Is it normal to be this depressed about being stupid?
I'm a pretty stupid guy, enough that I've diagnosed myself as mildly retarded. Not even joking. You probably don't think so because I'm using a computer but that's about the best I can do. I'm just so stupid. You see people who are stupid and it's sometimes because they're lazy, but I'm not like that because I try and I try to no avail.
I look around at people and it's as if they know things 100 times more than me. People seem to pick up things that I find really difficult. Not only that but it feels like my head is blocked and it's hard to think or say anything intelligent. Sure I could learn about things to build my knowledge, but that's all I can do, so what's the point of trying if I'm still going to be stupid?

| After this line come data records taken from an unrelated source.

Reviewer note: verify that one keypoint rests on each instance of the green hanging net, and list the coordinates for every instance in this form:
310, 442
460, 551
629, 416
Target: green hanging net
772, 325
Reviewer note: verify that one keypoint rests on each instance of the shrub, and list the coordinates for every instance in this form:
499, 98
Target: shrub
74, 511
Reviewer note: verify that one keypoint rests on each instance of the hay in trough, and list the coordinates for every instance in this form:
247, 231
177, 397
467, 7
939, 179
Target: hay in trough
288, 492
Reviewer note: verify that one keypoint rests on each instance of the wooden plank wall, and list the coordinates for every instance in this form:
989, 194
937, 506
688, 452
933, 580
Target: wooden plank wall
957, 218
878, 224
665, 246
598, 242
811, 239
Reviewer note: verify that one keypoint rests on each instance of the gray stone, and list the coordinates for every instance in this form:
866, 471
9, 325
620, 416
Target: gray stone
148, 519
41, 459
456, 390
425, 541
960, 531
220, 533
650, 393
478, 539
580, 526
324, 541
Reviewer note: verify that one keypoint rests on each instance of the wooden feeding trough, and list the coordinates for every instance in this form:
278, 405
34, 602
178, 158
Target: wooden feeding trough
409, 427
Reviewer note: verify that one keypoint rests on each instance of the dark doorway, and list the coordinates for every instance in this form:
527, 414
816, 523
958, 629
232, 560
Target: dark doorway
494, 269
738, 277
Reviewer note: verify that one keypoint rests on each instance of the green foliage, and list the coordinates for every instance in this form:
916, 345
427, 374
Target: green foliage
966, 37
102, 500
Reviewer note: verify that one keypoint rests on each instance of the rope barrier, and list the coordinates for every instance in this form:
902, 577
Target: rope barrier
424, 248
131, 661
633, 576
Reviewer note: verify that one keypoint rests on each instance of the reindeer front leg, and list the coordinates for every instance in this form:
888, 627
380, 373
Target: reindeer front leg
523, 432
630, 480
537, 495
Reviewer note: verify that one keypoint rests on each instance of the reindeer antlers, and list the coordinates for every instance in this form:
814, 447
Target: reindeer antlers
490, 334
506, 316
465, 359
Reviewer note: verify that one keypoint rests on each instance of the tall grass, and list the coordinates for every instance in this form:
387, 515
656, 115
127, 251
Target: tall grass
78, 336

I feel like a failure in everything and it depresses me to the point of thinking about suicide. Sounds weak but put yourself in my shoes. I'm sure you're pretty smart whoever you are, or a smartass as there are quite a few on this site it seems. That must give you a lot of self-confidence knowing you're smart. Well imagine not being smart at all, if that's gone, then so is your confidence and self-esteem. That's how it is for me.
Not only am I stupid but it 's eating me up inside. I know I can't actually get smart, but is there some chance to just rid of all these bad feelings? I'd like to be stupid and happy, not stupid and miserable.